Колыбель в клюве аиста | страница 34
Мы с Рахмановым остались одни. Женщина-лейтенант и желчный аксакал исчезли. Вот так: стояли перед глазами и исчезли, а я по инерции говорил тихо, полушепотом.
― Предположим, она забрала заявление, ― я взглянул вопросительно на собеседника.
― Тогда дело закрывается. Ребята отделываются испугом.
― А если не захочет?
― Кто? Чего?
― Лоточница. Забрать заявление.
― Исключается, ― сказал Рахманов. ― Она не настолько глупа, чтобы оставлять в милиции липу ― не в ее интересах это. Впрочем, поживем ― увидим...
ГЛАВА III. ПОБЕГ
"ЗА КИЗЯКАМИ". Мы с Жунковским возвращались домой с мешками, набитыми кизяками. Завернули в лог. В одном из ответвлений лога, неподалеку от заброшенной избушки, увидели человека ― тот сидел, подбрасывая в костер сучья. Человек, услышав за спиной шум, обернулся. Секунду-другую глядел на нас настороженно. Впрочем, тревога тут же исчезла, и незнакомец ― а это был пацан, примерно наших лет, ― продолжил свое занятие. Мы, согнувшись под тяжестью мешков, замерли у костра. Пацан извлек из золы несколько картофелин, обжигаясь, стал есть.
― Ну, что уставились? ― произнес он, усиленно дуя на картофелину.― В ногах правды нет, не слышали? Подсаживайтесь или... мотайте своей дорогой.
Мы опустили мешки на землю, переглянулись, присели.
― Налетайте, ― пацан подвинул дымящиеся картофелины. За день мы успели по-настоящему проголодаться. А тут - картошка! Пацан вытащил из горячей золы еще несколько клубней.
― Вкусно, ― сказал он, не то спрашивая, не то утверждая, и, не дождавшись ответа, добавил: ― Ворованные.
Я на миг заколебался, Жунковский, тот даже отдернул руку, будто уколовшись об острое.
― Смотри, ― усмехнулся пацан, ― задело, значит, сытые. Что выкатил фары? Не приходилось шамать ворованные?

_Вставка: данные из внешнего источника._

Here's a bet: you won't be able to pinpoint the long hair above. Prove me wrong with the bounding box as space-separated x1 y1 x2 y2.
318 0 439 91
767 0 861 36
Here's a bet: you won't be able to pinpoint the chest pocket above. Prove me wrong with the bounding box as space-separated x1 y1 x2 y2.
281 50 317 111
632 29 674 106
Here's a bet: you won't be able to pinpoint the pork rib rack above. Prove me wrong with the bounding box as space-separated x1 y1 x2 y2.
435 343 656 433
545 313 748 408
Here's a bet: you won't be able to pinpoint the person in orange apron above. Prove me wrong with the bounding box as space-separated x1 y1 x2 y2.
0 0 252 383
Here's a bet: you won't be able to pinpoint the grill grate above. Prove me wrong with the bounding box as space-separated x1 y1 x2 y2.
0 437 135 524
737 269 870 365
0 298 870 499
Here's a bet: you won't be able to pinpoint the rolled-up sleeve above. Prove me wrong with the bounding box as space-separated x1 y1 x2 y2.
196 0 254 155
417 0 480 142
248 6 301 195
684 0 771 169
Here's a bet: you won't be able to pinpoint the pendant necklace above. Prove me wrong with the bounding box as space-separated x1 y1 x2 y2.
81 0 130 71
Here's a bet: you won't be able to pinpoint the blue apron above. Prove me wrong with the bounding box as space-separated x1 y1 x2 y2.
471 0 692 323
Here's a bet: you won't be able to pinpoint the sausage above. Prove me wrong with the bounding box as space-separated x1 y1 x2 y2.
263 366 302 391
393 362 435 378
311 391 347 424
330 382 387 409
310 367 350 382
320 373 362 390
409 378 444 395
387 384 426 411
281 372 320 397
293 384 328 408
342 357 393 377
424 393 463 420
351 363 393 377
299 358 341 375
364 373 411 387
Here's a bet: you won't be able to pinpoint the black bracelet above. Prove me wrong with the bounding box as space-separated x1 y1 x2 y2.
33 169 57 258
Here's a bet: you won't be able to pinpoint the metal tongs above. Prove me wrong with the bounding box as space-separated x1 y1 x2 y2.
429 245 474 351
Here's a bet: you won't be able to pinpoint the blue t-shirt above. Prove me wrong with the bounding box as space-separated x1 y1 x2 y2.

Я устыдился, неуверенно взял клубень, обжегся, перекинул несколько раз с ладони на ладонь.
― А ты, чистюля? ― пацан повернулся к Жунковскому - тот сидел, устремив взгляд куда-то в сторону. ― Шамай! Бесплатное!
― Я не чистюля, ― робко огрызнулся Жунковский.
― Разве у ворованного вкус отличается от неворованного? ― полюбопытствовал пацан.
Жунковский растерялся, робко взял картофелину.
― Там ее куча, ― пацан показал наверх, за склон лога, где располагались картофельные поля. Он пристально посмотрел на Жунковского, задержав взгляд на сорочке, на шортах ― Жунковскии смахивал на городского мальчишку довоенных лет из благополучной семьи, и только облупленный нос, цыпки на ногах делали его схожим со здешними пацанами. На незнакомце висело нечто среднее между халатом и плащом; захудалось халата-плаща, пятна грязи на лице, шее, руках и ногах ― все говорило, что пацан бродяжничал.